Verlängerung bis September
Auch interessant
Aber es gibt offenkundig zumindest eine realistische Perspektive, wann die Investition einen Abschluss finden könnte: „Der Wirtschaftsbetrieb Hagen plant, dass die Bauarbeiten bis Mitte September abgeschlossen sind“, stellt Treude eine Verzögerung von sechs Wochen in Aussicht. Anschließend erfolge dann die Markierung von Piktogrammen mit dem Hinweis „Fahrradstraße“ an sämtlichen Knotenpunkten der Augustastraße, die insgesamt 750 Meter lang ist. Und derer gibt es mit Blick auf Minerva-, Pelmke-, Bach-, Kottmann-, Mauer-, Stern- und Södingstraße durchaus reichlich.

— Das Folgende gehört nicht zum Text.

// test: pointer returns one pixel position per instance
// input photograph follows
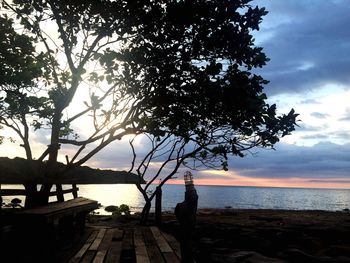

Im vorderen Bereich der Augustastraße an der Schwenke entsteht zudem noch ein aufgeweiteter Radaufstellstreifen. Neben den Markierungen auf der Fahrbahn erfolgt zudem eine Beschilderung der Fahrradstraße (30.000 Euro) an allen Knotenpunkten. Schon heute geben einige Baustellenbanner erste Hinweise auf das, was sich an neuen Regelungen dort in Zukunft ergibt, nämlicher absoluter Vorrang für die Radfahrer. Das bedeutet konkret, dass die ohnehin geltende Maximalgeschwindigkeit von Tempo 30 von bummelnden Radfahrern, die sich hier auch gerne bei einem Schwätzchen nebeneinander bewegen dürfen, noch einmal eingebremst werden kann. Nachfolgenden Autos müssen sich derweil hinten einreihen und dürfen die Zweiradfraktion keinesfalls von der Fahrbahn hupen oder gar drängeln. Überholt werden darf nur mit 1,5 bis 2 Metern Abstand, was in der Praxis an keiner Stelle möglich erscheint. Im Klartext: Motorisierte sind hier der tolerierte Gast, der sich unterzuordnen hat.
Erst müssen die Mittel her
Dabei stellt die Stadt in Aussicht, dass die Verkehrsplaner im Rahmen des Aktionsprogramms zum Flechten eines Hagener Radwegenetzes durchaus weitere Fahrradstraßen im Stadtgebiet mitdenken. Hier sind bereits Abschnitte in der Berg- (Mitte) sowie in der Weststraße (Vorhalle) im Radverkehrskonzept angedacht. Inwieweit diese Planungen tatsächlich vertieft und am Ende sogar umgesetzt werden, hängt wesentlich von den Etatgesprächen 2024/25 ab, die in diesem Herbst beginnen.